When the tacos were done, he held them with tongs over the pan to drain the extra oil before laying them side-by-side on a sheet pan lined with paper towels. Cooked properly, the body of the tortilla gets crisp and lacy, while the part near the fold stays moist and supple.
My father taught me to dress them so the cheese melts against the warm meat, then hot sauce, then salad. A shake of salt. Mom declared them, “A la supreme.” We’d all laugh, as we ate tacos together, just like in the movies.
I still make tacos the way Dad did. It’s like time travel. I drop the meat in the pan, and it begins to sizzle. I break it apart with a metal spatula. Flip and chop. And just like that, it’s taco night, and everything is different.
What a special story…loved this!
Thank you, Nancy. I’m so glad you enjoyed it.
What a great memory! We never had tacos growing up, my mom was just not big into exploring different foods. It wasn’t until I worked at Poncho’s Mexican Restaurant (at the mall) and learned how to prepare everything on the menu, discovered I loved Mexican food. After that, from time to time, I’d have taco night at my mom’s house – she’d invite aunts & uncles. Tacos = nice memories!

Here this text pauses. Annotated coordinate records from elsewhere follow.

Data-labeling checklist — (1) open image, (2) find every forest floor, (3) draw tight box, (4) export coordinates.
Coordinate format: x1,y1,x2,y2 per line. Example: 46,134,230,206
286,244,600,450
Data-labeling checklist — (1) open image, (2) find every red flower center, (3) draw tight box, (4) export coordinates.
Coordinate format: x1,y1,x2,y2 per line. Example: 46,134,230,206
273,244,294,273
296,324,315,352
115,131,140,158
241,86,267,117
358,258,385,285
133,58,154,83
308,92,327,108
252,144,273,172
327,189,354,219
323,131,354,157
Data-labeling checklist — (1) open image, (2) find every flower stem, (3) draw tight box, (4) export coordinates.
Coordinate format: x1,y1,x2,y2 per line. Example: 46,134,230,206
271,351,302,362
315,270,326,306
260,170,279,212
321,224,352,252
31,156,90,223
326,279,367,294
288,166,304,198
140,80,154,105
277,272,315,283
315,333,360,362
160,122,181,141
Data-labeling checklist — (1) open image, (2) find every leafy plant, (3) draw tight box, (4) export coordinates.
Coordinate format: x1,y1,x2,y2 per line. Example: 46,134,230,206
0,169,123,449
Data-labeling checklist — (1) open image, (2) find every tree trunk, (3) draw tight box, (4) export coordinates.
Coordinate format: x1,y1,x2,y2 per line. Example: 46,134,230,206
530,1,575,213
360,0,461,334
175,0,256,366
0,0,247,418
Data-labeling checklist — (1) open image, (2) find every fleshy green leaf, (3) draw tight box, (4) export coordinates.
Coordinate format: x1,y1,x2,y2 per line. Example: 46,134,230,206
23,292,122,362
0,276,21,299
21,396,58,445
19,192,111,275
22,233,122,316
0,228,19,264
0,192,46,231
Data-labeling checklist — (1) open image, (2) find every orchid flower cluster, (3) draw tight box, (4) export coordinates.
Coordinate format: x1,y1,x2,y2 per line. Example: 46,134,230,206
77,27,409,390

My mom wasn’t into exploring foods, either. My dad’s brother and his wife were the only relatives in California, and they lived maybe an hour away. They knew Saturdays were tacos, so they’d just show up. My dad would pack the leftover tacos in a shoe box for my aunt to take home. What a great experience to have worked at the Mexican restaurant. Now you know it all!
We never had tacos when I was a kid. Too meat and potatoes, I guess. But I love them now. Nothing fancy just meat, cheese, lettuce and salsa. We started mixing salsa into the browned meat when we didn’t have taco seasoning and discovered a new favorite way to make them. Another favorite is chicken fajitas.
I love your story. We were a family dinner type of family and there are many memories from that. Lots that happened around our table are now stories told over and over!!
I envy those of you who had the family dinners. One thing I didn’t eat as a kid was pizza. It just wasn’t something my parents were familiar with. Eventually, a Shakey’s opened, and it was a miracle.
You are a really good writer when I can see the table, and I can feel the feels. Thanks for sharing your story.
Thank you, Kim! That means a lot to me.